Elk is slightly more sinewy than deer venison, and benefits from a slow braise. This roast took 5 hours in a 180-degree bath of beef stock, shallot and garlic, and was served with a jus I made from Pinot Noir (a bottle simmered down to a cup), veal demiglace and juniper berries. I ended up pouring some of that unctuous jus over just about everything on my plate.
And in smiling fortune, this time the chanterelles were everywhere. We went up some Forest Service roads in the Mt. Hood National Forest, where the white fir and Pacific rhododendron provide the perfect backdrop to a foray. Only weeks earlier (say Janelle and Flori) the huckleberry bushes were nearly bowed over under the weight of all the fruit, but it looks like we missed our window to black bears readying for a long nap.
The cheeses were both delectable tastes of different parts of Oregon. The Willamette Valley Cheese Company's Brindisi (an aged fontina) came from Salem (only 45 minutes south of Portland), and the Rogue Creamery Oregon Blue (a raw milk blue) from Central Point (in southern Oregon, near the spot I found porcini and morels a summer ago). These were both full-flavored cheeses that stood up well to grilled pears.
My standard galette needed no update other than to be paired with my latest pride and joy, Douglas-fir needle ice cream (although Brent was enamored of the galette for its pie-like characteristics. "It's like a tiny pie," he cooed). The piney tree notes were very subtle, almost indiscernible after the first bite, as were the hints of rosemary and pink peppercorn that I added to the simmering cream to reinforce the forest flavor I desired. I will make this again, but next time I think I'll double the amount of Doug-fir and leave crushed pink peppercorns strewn throughout the ice cream. I think the cream and egg yolk can stand up to it.
The hazelnut brittle is like the Butter Brickle you might remember from the so-called ice cream, or the crunchy toffee interior of a Heath bar, but with a toasted hazelnut skeleton.

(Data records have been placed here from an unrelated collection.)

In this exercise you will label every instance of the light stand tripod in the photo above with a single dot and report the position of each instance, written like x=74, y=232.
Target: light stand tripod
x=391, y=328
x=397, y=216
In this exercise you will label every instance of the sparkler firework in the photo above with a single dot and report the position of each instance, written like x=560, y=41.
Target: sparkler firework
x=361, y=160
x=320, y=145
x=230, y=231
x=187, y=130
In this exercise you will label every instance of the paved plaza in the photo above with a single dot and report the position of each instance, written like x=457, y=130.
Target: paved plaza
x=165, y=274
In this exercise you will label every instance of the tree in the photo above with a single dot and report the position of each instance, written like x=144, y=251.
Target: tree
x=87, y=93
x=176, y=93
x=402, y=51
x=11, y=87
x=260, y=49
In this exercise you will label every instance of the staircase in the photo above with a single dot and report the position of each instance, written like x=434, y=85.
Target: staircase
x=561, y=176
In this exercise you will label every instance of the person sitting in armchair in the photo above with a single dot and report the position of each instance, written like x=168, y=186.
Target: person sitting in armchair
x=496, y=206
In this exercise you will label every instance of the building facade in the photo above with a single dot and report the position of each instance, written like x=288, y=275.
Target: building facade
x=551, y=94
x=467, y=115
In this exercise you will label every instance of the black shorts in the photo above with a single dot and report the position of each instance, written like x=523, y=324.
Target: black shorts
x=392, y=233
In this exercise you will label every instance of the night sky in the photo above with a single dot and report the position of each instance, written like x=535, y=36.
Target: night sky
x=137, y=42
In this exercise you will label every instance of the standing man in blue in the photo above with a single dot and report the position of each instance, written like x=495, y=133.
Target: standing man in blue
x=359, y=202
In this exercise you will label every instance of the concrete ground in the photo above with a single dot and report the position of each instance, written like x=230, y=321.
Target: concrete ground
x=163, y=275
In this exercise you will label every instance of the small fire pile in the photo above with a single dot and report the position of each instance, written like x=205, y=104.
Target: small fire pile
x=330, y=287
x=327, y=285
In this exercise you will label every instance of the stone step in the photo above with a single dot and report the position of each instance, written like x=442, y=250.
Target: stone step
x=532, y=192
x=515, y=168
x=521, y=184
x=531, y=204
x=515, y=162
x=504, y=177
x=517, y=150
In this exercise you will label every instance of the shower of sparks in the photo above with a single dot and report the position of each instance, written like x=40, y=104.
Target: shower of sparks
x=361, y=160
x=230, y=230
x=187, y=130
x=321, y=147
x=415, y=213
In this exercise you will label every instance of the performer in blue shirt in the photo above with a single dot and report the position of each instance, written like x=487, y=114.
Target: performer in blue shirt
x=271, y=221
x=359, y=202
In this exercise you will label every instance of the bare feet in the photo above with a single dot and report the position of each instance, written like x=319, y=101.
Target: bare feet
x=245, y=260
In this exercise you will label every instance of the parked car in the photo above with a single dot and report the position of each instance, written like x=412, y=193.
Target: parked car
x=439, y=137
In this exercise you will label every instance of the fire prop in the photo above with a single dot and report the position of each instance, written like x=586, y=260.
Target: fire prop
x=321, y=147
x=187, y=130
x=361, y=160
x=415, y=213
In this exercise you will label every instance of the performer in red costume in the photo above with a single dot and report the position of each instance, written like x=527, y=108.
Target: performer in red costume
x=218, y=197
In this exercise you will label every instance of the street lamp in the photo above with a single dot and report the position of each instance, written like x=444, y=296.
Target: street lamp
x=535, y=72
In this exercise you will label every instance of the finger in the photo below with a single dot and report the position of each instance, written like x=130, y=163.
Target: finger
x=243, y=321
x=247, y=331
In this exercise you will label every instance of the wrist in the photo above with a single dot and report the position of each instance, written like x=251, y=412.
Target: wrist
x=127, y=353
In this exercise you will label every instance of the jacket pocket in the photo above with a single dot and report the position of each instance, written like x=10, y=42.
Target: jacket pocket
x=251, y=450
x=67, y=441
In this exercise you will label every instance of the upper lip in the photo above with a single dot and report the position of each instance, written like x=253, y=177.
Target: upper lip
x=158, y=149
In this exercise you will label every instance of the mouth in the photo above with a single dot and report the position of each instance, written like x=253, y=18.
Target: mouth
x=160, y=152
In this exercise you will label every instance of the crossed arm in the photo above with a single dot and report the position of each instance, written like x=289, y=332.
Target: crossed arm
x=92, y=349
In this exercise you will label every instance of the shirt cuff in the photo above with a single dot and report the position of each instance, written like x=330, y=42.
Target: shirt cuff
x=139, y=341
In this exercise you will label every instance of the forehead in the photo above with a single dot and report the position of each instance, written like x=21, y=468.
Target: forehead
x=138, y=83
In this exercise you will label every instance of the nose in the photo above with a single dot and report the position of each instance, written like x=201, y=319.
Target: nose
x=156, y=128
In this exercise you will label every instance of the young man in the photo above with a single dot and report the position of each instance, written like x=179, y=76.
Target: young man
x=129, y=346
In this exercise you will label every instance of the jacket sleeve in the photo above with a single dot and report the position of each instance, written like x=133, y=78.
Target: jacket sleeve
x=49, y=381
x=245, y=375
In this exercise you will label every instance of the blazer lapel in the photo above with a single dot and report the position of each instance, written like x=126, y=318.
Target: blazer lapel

I made a hard-crack candy of sugar and bourbon, and added a knob of butter for good measure. When it was golden, I poured it over a buttered Silpat of hazelnuts (that I toasted and roughly peeled beforehand) and sprinkled on some flakes of Maldon sea salt. I still have a bag of this delicious candy for future praline (or premenstrual snacking).
I think I've just found a replacement for all future holiday meals with my erratic family.